Parents of women with severe disabilities are being forced to take their daughters overseas for hysterectomies after their requests for the procedure were denied in Australia, a leading endocrinologist has told an inquiry into involuntary sterilisation.
John Carter, the father of a 31-year-old daughter with a moderately severe intellectual disability, said laws on sterilisation can place an unfair burden on people with disability and their families.
”We are aware of instances where parents have taken their daughters to Thailand or New Zealand to have a hysterectomy because their request to have a hysterectomy performed in Australia was rejected by the Guardianship Tribunal,” he wrote in his submission to the Senate inquiry into involuntary or coerced sterilisation of people with disabilities in Australia.
”For a country that is allegedly as caring and compassionate as Australia, to have citizens undertaking such trips strongly suggests that the current situation is far from ideal and we believe that significantly greater flexibility needs to be demonstrated in our legal system and by bodies such as the Guardianship Tribunal when deliberating on applications.”
Dr Carter and his family appeared at the inquiry’s public hearings in Sydney on Wednesday.

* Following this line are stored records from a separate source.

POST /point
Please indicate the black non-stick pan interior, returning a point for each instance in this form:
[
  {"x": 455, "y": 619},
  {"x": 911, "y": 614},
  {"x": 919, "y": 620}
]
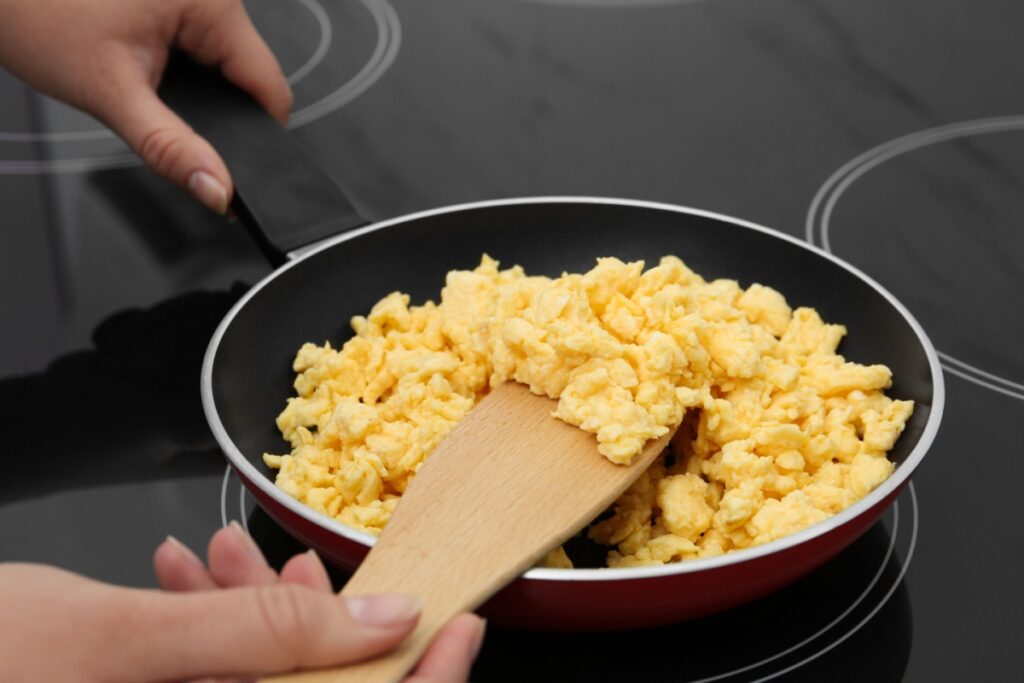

The inquiry also heard a submission from the mother of a woman with a severe intellectual disability who argued that her daughter has the same rights as her sisters. ”As such, the notion of sterilisation for her is as irksome, and unwarranted, as it would be for her siblings,” she wrote in her submission.
A mother of a 16-year-old said her daughter had the mental age of a three-year-old and was unable to make an informed decision about her fertility. ”As a mother of a disabled person I make the decisions that she cannot,” she wrote. ”Therefore this decision should include the input of the one person who cares for her every need in life. It’s not about me, but about enabling me to provide the best support possible for my scared and overwhelmed daughter.”
The Australian Human Rights Commission recommends that sterilisation of children without their consent be criminalised along with the taking of a disabled child overseas with the intention of having them sterilised. The United Nations considers involuntary sterilisation a form of torture and an act of violence against children.
The hearings continue with the inquiry due to report on June 19.